Let \(\overrightarrow{u}, \overrightarrow{v} and \overrightarrow{v}\) be vectors in \(V\). The set \(V\) is called a vector space if it satisfies the following ten axioms.

  1. Closure under vector addition: \(\overrightarrow{u} + \overrightarrow{v}\) is in \(V\).
  2. Commutative law for vector addition: \(\overrightarrow{u} + \overrightarrow{v} = \overrightarrow{v} + \overrightarrow{u}\)
  3. Associative law for vector addition: \((\overrightarrow{u} + \overrightarrow{v}) + \overrightarrow{w} = \overrightarrow{u} + (\overrightarrow{v} + \overrightarrow{w})\)
  4. Neutral element: \(\overrightarrow{u} + \overrightarrow{0} = \overrightarrow{u}\) for every vector in \(V\)
  5. Additive inverse: \(\overrightarrow{u} + -(\overrightarrow{u}) = \overrightarrow{0}\)
  6. Closure under scalar-vector multiplication: \(k\overrightarrow{u}\) is in \(V\)
  7. Associative law for scalar multiplication: \(\k(c\overrightarrow{u}) = (kc)\overrightarrow{u}\)
  8. Distributive law for vectors: \(k(\overrightarrow{u} + \overrightarrow{v}) = k\overrightarrow{i} + k\overrightarrow{v}\)
  9. Distributive law for scalars: \((k+c)\overrightarrow{u} = k\overrightarrow{u} + c\overrightarrow{u}\)
  10. Identity element: \(\overrightarrow{u} = 1\overrightarrow{u}\)

Proposition 3.1

Let \(V\) be a vector space and \(k\) be a real scalar. Then we have:

  1. \(k\overrightarrow{0} = \overrightarrow{0}\)
  2. \(0\overrightarrow{u} = \overrightarrow{u}\)
  3. \((-1)\overrightarrow{u} = -\overrightarrow{u}\)
  4. If \(k\overrightarrow{u}=\overrightarrow{0}\), then \(k=0\), \(\overrightarrow{u}=\overrightarrow{0}\), or both

The above seem so obvious and tautological to me that I don’t see any point in stating them.

Proposition 3.2

Let \(V\) be a vector space. The zero vector \(\overrightarrow{0}\) of \(V\) is unique.

Again…I don’t see the point.

Proposition 3.3

Let \(V\) be a vector space and k be a real scalar. The vector \(-\overrightarrow{u}\) which satisfies axiom 5 is unique:

\[\overrightarrow{u}+(-\overrightarrow{u}) = \overrightarrow{0}\]

Definition 3.4

A non-empty subset \(S\) of a vector space \(V\) is called a subspace of \(V\) if it is also a vector space with respect to the same vector addition and scalar-vector multiplication as \(V\).

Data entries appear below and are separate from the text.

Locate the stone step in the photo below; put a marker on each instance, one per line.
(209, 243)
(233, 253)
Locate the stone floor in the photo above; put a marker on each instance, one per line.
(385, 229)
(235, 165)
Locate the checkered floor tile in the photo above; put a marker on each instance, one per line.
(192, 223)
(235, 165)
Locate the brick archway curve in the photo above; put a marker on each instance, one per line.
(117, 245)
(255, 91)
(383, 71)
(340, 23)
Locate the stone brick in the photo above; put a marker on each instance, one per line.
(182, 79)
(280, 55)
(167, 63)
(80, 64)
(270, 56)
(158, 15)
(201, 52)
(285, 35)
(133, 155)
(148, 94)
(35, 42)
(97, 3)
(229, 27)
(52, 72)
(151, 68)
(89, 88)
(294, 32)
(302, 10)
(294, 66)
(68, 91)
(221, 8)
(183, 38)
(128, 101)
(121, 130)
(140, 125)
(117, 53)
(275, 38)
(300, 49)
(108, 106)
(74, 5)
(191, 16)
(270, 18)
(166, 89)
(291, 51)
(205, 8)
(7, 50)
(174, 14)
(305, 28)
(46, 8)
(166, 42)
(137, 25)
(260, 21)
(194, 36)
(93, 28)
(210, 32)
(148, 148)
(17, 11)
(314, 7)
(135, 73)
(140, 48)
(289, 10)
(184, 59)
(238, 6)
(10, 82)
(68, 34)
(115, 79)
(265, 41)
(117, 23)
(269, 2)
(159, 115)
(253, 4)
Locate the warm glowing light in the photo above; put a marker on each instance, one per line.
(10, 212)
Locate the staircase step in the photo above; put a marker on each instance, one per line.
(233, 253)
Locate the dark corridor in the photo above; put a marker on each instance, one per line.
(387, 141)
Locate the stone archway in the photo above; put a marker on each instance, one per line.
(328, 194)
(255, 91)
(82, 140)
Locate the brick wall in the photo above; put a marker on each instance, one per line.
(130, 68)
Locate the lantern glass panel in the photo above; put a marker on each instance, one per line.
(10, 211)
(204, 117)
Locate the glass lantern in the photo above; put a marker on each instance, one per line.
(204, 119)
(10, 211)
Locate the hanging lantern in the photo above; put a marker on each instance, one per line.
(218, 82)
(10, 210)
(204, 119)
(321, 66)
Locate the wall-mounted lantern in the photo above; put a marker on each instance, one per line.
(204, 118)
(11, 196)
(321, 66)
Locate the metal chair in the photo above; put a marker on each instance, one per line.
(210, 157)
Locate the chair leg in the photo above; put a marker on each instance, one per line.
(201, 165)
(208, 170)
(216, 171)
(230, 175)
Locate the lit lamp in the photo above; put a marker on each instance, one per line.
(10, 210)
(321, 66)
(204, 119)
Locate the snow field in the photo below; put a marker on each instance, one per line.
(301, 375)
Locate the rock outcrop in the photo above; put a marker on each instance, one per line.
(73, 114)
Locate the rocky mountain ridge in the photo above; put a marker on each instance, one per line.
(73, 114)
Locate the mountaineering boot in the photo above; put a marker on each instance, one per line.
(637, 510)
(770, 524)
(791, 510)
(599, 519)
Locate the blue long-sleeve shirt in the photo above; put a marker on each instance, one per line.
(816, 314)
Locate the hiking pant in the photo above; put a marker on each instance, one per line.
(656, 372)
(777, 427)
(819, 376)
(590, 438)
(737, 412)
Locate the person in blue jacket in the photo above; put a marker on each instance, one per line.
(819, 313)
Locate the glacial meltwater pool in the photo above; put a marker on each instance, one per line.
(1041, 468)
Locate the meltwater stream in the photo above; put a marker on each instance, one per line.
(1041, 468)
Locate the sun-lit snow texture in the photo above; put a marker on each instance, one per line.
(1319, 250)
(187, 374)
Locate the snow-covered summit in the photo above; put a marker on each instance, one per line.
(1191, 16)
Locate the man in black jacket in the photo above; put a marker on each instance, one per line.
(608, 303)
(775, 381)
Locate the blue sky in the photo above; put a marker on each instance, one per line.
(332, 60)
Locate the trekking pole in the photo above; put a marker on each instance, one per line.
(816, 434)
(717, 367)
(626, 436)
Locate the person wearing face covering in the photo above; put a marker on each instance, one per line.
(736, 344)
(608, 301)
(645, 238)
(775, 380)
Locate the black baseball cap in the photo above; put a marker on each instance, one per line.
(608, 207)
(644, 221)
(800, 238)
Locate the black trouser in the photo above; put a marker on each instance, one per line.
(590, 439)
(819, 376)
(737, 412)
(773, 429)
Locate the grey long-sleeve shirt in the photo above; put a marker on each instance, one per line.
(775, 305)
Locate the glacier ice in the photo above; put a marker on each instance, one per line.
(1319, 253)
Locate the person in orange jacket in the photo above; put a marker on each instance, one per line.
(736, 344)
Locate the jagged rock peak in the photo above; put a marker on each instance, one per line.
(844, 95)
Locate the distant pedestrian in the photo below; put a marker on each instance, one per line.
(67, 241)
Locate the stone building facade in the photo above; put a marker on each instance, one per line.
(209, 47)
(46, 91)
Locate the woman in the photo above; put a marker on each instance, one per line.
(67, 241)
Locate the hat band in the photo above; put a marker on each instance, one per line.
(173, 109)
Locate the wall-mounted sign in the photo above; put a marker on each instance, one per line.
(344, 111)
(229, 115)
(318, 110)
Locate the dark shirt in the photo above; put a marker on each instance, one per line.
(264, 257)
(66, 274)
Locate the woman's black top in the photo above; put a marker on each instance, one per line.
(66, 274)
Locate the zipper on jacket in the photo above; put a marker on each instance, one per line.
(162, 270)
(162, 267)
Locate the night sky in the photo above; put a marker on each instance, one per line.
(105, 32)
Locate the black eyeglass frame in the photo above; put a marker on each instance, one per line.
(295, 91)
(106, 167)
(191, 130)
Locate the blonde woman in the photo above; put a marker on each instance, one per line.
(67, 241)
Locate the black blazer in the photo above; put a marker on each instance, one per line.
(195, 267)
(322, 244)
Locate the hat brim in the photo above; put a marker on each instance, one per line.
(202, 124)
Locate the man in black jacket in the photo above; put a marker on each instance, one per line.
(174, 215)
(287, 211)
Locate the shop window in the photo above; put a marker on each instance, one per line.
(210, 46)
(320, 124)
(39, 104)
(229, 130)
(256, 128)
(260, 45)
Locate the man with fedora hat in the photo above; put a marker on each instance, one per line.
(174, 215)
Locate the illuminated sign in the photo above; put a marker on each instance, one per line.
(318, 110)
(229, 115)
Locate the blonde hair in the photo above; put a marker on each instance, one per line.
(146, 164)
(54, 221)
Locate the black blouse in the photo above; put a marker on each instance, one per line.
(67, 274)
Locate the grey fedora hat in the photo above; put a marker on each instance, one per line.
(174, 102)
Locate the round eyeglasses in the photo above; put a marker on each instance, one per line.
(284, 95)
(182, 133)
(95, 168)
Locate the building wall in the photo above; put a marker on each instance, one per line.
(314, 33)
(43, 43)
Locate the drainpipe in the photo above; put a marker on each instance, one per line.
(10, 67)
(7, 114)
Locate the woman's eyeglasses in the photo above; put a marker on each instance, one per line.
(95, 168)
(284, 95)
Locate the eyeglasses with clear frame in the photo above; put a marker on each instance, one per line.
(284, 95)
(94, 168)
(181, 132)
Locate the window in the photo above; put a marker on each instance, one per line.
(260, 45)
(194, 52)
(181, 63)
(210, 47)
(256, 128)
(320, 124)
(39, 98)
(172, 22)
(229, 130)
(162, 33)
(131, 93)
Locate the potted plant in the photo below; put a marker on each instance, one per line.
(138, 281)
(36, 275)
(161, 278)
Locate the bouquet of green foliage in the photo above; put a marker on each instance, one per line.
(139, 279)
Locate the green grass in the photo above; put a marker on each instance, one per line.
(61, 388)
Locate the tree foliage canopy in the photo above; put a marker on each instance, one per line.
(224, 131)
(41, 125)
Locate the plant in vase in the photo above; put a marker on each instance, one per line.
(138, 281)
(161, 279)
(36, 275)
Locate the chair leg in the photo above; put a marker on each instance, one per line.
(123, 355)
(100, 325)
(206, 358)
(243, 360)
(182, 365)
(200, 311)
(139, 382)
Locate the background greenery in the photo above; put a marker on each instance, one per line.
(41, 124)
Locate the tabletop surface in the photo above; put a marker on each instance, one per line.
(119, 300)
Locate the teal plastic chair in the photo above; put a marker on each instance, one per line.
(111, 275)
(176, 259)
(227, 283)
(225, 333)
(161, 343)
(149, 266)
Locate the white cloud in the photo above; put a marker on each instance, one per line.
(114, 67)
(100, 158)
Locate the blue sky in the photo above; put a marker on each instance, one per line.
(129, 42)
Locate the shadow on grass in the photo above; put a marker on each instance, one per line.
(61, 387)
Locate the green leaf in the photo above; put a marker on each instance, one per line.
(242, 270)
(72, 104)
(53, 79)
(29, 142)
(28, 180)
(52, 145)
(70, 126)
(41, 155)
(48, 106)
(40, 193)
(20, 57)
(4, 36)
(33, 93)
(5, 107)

One singleton set that is an example of a subspace is the zero vector.

Proposition 3.5

Let \(S\) be a non-empty subset of vector space \(V\). Then \(S\) is a subspace of \(V \Leftrightarrow\):

  1. if \(\overrightarrow{u}\) and \(\overrightarrow{v}\) are vectors in the set \(S\) then \(\overrightarrow{u} + vec{v}\) is also in \(S\)
  2. if \(\overrightarrow{u}\) is a vector in \(S\) then for every real scalar, \(k\overrightarrow{u}\) is also in \(S\).

Definition 3.6

Let \(\overrightarrow{v}_1, \overrightarrow{v}_2,...\overrightarrow{v}_n\) be vectors in a vector space. If a vector \(\overrightarrow{x}\) can be expressed as

\[\overrightarrow{x} = k_1\overrightarrow{v}_1 + k_2\overrightarrow{v}_2,...k_n\overrightarrow{v}_n\] where \(k\)’s are scalars,

then we say x is a linear combination of the vectors \(\overrightarrow{v}_1, \overrightarrow{v}_2,...\overrightarrow{v}_n\)

Proposition 3.7

A non-empty subset \(S\) containing vectors \(\overrightarrow{u}\) and \(\overrightarrow{v}\) is a subspace of a vector space \(V \Leftrightarrow\) any linear combination \(k\overrightarrow{u} + c\overrightarrow{v}\) is also in \(S\).

Definition 3.8

If every vector in \(V\) can be produced by a linear combination of vectors \(\overrightarrow{v}_1, \overrightarrow{v}_2,...\overrightarrow{v}_n\), then these vectors span or generate the vector space \(V\).

Proposition 3.9

Let \(S\) be a non-empty subset of a vector space \(V\). The set \(\text{span}\{S\}\) is a subspace of the vector space \(V\).